Dificultar ou impedir a fala do outro parece cada vez mais trivial entre aqueles que não sabem ou não querem ouvir. E o resultado dessa atitude é o silêncio do oprimido e o empoderamento do opressor, produto da inevitável rejeição que a falta de entendimento produz.

E assim afirmam-se as diferenças. Quando não há entendimento, sobra insegurança, incerteza e medo.

É isso o que aparece na entrevista de Leal, cubano naturalizado brasileiro, o primeiro estrangeiro a defender a seleção brasileira de vôlei. Não vou aqui discorrer sobre o que significa ser cidadão de um país que há décadas vive sob a sombra de um embargo que dificulta ou impede o acesso ao livre intercâmbio, e que durante um pouco menos de tempo, sobreviveu graças a tutela de uma nação que deu muito, menos liberdade.

Foi nesse clima que Cuba chegou a ser uma potência olímpica e seus atletas se tornaram grandes algozes dos atletas brasileiros. Foram muitas finais e semifinais inesquecíveis, femininas e masculinas, a afirmar uma rivalidade que nasceu e cresceu com apoio externo e interno ao ambiente competitivo.

Ou seja, Leal se formou como atleta assistindo e ouvindo histórias sobre um embate que transcendia os limites da quadra. Quis a vida, que sua geração fosse beneficiada pela oportunidade de atuar no exterior. Não bastasse isso, conseguiu ainda a cidadania e o direito de defender o grande rival de seu país em sua modalidade. Curiosa é a vida que prepara essas ciladas e descortina de forma inconveniente as tramas e os dramas de atos incontroláveis do passado, tempo esse que não se permite alterar.

Em tempos de mea culpa e arrependimentos por escolhas e atitudes insensatas, o caso de Leal mostra o temor não do enfrentamento aberto, mas, principalmente do não dito. Afirma que pior que a rejeição manifesta, que permite a organização de um enfrentamento, é o medo proporcionado pelo silêncio latente. 


O não dito tem realmente a propriedade de desestruturar mesmo os mais fortes. Nele habitam os fantasmas da incerteza, os dragões da ansiedade e a fúria das Erínias. Afinal, diante da impossibilidade de mudar um fato ocorrido, resta no presente a oportunidade de elaborar, por meio do ato de ouvir e falar, dando assim sentido ao que aconteceu na tentativa de se produzir o entendimento tão necessário para o trabalho em grupo.

A preocupação de Leal é legítima.

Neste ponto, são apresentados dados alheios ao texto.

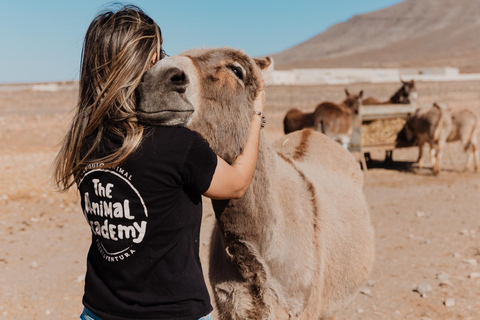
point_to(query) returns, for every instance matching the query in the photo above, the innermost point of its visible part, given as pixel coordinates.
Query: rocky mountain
(413, 33)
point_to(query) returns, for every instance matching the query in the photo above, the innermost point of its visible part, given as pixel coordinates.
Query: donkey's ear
(264, 63)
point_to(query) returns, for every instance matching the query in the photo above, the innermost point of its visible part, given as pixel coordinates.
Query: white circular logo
(115, 211)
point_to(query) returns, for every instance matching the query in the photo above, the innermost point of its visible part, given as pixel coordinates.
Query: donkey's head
(406, 94)
(210, 90)
(353, 101)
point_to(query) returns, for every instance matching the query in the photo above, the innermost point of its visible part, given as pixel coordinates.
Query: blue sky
(42, 40)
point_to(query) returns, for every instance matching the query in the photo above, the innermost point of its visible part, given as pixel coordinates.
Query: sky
(41, 41)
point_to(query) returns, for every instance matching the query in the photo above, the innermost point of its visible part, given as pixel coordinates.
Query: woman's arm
(231, 181)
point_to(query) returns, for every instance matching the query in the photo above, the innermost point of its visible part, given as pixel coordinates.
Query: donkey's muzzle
(178, 79)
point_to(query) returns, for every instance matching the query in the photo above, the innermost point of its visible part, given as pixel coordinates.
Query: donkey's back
(343, 230)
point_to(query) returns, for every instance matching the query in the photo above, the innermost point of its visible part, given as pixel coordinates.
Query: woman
(141, 186)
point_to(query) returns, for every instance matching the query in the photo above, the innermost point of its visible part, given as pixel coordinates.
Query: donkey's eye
(237, 71)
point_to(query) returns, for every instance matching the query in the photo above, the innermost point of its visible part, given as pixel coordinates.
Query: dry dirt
(425, 225)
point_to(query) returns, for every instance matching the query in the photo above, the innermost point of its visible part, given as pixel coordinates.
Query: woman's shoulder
(172, 135)
(163, 131)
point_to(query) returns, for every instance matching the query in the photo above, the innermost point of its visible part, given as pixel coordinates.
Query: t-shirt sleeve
(200, 165)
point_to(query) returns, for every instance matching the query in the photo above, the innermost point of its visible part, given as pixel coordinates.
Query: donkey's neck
(235, 215)
(397, 96)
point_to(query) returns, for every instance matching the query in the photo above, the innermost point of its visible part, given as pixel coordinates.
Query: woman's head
(119, 47)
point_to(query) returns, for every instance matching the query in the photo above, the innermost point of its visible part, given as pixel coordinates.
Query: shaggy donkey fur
(299, 244)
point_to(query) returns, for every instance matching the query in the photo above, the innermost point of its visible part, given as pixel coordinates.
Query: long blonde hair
(117, 50)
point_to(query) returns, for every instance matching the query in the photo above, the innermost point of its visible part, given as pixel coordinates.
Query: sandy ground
(427, 228)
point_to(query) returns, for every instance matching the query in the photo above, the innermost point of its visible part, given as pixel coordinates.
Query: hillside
(413, 33)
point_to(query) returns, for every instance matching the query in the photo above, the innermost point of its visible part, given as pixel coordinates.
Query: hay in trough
(381, 131)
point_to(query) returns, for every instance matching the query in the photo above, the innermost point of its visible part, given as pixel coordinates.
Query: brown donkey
(336, 120)
(405, 95)
(430, 126)
(465, 128)
(296, 120)
(299, 244)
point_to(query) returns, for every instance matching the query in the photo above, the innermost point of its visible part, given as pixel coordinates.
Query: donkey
(296, 120)
(336, 120)
(299, 243)
(465, 128)
(405, 95)
(430, 126)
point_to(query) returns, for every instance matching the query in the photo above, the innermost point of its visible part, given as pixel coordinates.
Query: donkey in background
(332, 119)
(299, 244)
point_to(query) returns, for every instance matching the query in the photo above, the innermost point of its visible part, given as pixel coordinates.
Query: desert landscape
(427, 227)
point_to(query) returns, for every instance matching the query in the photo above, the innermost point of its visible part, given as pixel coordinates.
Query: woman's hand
(259, 103)
(232, 181)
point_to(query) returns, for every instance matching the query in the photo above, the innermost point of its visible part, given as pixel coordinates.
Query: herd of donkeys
(434, 126)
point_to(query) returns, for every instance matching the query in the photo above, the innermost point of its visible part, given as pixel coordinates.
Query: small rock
(420, 214)
(450, 302)
(446, 283)
(423, 289)
(472, 262)
(443, 276)
(366, 291)
(371, 283)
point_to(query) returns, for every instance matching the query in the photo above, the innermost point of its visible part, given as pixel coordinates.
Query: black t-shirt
(145, 217)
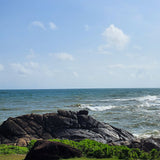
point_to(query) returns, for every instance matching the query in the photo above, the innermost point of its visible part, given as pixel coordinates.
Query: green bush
(91, 149)
(10, 149)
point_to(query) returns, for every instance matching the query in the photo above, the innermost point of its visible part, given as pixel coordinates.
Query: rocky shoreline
(69, 125)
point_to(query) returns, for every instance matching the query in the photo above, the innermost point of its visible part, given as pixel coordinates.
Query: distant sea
(136, 110)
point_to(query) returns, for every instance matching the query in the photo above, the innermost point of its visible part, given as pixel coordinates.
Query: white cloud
(75, 74)
(86, 27)
(1, 67)
(115, 38)
(137, 47)
(52, 26)
(103, 50)
(64, 56)
(24, 68)
(31, 54)
(38, 24)
(136, 66)
(121, 66)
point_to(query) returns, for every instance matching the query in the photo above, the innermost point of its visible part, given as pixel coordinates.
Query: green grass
(21, 157)
(91, 149)
(84, 158)
(12, 157)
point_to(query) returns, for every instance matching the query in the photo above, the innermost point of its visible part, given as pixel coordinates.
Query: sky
(51, 44)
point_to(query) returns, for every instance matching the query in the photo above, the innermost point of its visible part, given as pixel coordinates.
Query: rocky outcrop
(63, 125)
(45, 150)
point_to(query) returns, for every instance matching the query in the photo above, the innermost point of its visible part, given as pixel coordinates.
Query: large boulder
(45, 150)
(64, 125)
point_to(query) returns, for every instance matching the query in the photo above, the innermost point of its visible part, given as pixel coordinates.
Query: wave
(147, 98)
(94, 108)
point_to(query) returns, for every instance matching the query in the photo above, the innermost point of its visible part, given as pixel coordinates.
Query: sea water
(136, 110)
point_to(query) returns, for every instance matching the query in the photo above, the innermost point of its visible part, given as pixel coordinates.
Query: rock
(82, 112)
(145, 144)
(64, 124)
(45, 150)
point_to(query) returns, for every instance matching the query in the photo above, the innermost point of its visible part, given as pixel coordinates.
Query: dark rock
(45, 150)
(146, 144)
(64, 124)
(85, 112)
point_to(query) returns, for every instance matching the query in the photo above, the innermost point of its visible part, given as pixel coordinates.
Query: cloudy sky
(79, 44)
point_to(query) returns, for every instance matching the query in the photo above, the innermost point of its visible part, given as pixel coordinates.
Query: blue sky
(79, 44)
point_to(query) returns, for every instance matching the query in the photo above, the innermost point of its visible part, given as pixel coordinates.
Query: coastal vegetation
(89, 148)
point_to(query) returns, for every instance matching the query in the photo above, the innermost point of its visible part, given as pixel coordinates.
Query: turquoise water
(136, 110)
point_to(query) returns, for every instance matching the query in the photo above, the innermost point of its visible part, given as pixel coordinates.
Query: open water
(136, 110)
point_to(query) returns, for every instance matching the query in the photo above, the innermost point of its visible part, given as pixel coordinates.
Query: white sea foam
(154, 133)
(147, 98)
(97, 108)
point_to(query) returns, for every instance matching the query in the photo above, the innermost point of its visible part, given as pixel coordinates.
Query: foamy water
(136, 110)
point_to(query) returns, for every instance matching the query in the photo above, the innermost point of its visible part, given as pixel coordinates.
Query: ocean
(136, 110)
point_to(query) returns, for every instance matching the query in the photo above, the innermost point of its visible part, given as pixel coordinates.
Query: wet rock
(45, 150)
(64, 124)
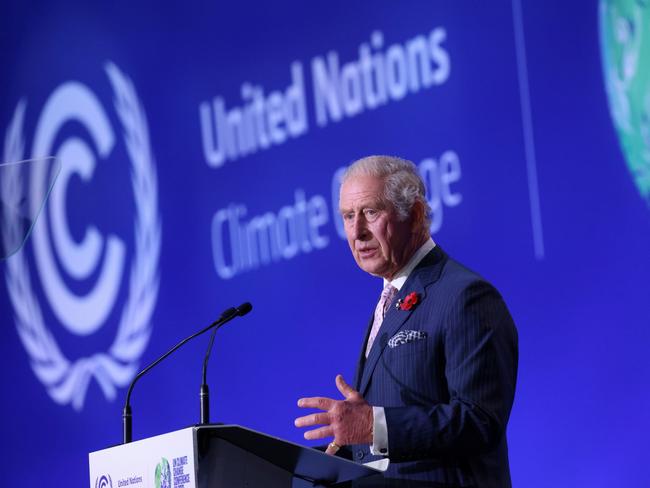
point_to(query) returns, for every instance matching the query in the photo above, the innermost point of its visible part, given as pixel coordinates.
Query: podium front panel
(164, 461)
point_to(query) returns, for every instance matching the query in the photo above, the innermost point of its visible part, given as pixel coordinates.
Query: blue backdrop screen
(201, 148)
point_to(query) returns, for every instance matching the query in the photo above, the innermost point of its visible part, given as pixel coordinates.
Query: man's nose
(359, 228)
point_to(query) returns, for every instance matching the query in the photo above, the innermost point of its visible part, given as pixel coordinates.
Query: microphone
(226, 316)
(204, 393)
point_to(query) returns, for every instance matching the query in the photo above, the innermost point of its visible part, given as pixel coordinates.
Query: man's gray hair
(403, 185)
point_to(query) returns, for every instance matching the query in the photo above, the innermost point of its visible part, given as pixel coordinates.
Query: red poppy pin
(409, 302)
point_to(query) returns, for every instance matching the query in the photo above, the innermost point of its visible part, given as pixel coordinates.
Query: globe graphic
(625, 48)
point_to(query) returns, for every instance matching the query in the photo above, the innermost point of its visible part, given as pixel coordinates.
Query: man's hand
(349, 421)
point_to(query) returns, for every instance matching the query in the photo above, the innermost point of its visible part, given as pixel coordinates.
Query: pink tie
(387, 296)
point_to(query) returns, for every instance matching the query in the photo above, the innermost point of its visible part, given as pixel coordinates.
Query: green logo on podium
(625, 46)
(163, 474)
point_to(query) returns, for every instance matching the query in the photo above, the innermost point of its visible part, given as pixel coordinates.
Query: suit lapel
(425, 273)
(362, 356)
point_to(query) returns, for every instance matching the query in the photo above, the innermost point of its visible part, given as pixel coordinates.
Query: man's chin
(372, 268)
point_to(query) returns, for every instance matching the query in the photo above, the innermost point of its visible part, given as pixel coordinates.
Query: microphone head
(244, 308)
(231, 312)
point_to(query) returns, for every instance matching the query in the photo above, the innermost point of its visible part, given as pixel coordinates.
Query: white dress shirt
(379, 446)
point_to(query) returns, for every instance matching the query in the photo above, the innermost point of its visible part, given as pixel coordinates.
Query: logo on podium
(104, 481)
(88, 277)
(163, 474)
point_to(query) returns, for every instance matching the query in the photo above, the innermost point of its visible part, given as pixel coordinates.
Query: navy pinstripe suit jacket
(447, 397)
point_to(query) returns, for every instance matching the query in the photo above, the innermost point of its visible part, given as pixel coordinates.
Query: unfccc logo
(60, 259)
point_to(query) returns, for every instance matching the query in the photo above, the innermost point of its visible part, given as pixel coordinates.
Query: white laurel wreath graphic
(67, 382)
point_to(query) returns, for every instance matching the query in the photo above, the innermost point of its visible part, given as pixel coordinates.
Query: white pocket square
(406, 336)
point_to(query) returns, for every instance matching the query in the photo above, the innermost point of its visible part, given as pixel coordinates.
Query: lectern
(220, 456)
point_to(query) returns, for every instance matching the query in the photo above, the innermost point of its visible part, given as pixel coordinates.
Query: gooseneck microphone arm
(226, 316)
(204, 393)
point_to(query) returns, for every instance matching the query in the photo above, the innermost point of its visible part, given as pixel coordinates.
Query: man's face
(380, 243)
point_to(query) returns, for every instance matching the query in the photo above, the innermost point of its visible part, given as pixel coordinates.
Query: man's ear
(417, 217)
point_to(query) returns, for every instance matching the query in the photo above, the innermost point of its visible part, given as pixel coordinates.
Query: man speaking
(437, 371)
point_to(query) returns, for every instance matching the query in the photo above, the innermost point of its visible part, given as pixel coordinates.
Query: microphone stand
(127, 417)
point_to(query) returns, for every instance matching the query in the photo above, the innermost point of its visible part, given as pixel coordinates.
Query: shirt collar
(403, 274)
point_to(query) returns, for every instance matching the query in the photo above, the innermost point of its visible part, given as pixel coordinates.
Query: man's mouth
(367, 252)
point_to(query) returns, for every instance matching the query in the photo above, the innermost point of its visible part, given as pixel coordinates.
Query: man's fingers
(313, 419)
(332, 449)
(346, 390)
(319, 433)
(322, 403)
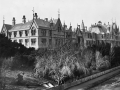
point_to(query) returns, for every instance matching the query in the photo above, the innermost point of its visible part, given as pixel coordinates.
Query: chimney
(36, 16)
(24, 19)
(13, 21)
(86, 27)
(46, 19)
(79, 26)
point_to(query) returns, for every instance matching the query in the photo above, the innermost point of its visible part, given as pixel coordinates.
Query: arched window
(33, 31)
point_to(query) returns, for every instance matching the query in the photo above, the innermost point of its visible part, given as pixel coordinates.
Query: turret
(13, 21)
(24, 19)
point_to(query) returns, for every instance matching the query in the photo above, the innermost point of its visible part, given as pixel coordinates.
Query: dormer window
(43, 32)
(59, 29)
(10, 33)
(26, 32)
(15, 33)
(20, 33)
(33, 31)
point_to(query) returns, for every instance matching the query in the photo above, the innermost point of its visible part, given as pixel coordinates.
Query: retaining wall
(74, 83)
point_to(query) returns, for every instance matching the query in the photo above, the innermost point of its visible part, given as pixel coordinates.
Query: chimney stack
(24, 19)
(36, 16)
(46, 19)
(13, 21)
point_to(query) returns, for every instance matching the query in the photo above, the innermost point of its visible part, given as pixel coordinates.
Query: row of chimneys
(35, 16)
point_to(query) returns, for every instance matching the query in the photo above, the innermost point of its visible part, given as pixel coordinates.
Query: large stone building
(38, 33)
(44, 33)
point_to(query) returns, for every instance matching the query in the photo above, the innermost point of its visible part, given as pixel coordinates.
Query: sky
(71, 11)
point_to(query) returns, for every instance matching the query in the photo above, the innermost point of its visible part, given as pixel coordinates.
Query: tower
(24, 19)
(82, 26)
(13, 21)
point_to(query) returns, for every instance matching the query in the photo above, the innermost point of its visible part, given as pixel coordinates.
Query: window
(50, 32)
(59, 29)
(15, 33)
(15, 40)
(9, 34)
(20, 41)
(26, 42)
(33, 41)
(33, 31)
(43, 40)
(43, 32)
(26, 32)
(50, 41)
(20, 33)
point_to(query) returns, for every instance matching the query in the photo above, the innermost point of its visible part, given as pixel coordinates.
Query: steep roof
(8, 26)
(41, 22)
(99, 29)
(22, 26)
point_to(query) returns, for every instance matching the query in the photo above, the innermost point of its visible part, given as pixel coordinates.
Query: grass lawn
(8, 81)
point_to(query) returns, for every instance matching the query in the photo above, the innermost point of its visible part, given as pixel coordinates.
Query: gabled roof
(46, 24)
(22, 26)
(99, 29)
(8, 26)
(41, 22)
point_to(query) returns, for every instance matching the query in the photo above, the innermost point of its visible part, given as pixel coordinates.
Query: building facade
(37, 33)
(44, 33)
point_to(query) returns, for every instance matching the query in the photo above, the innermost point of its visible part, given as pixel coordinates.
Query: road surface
(93, 82)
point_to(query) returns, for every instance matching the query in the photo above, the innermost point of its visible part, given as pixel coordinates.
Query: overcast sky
(71, 11)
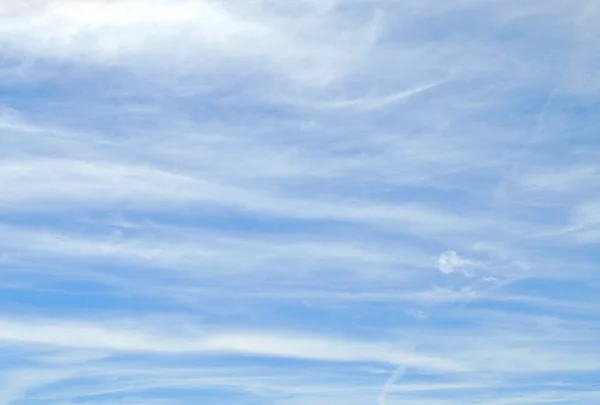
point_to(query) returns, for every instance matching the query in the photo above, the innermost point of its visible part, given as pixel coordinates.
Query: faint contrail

O esporte mudou e se transformou em um mercado de trabalho globalizado. Nele não cabe, ou não deveria caber, xenofobia ou racismo, próprios dos ambientes provincianos, nos quais habitam os ignorantes, mobilizados pela intolerância. Entendo que o medo do atleta cubano-brasileiro reside na possível rejeição vivenciada pelos grupos minoritários, cuja fala é reprimida ou incompreendida e o silêncio é reforçado. 

Ao denunciar essa possibilidade há também um pedido velado de socorro. Que dirigentes e comissão técnica estejam atentos a isso e impeçam que a seleção seja mais um campo de manifestação de violência que recai sobre o diferente. Mais uma vez o esporte pode ser a metáfora de uma guerra que se produz sem armas, nem mortos. Muito embora a ocorrência de feridos pareça inevitável.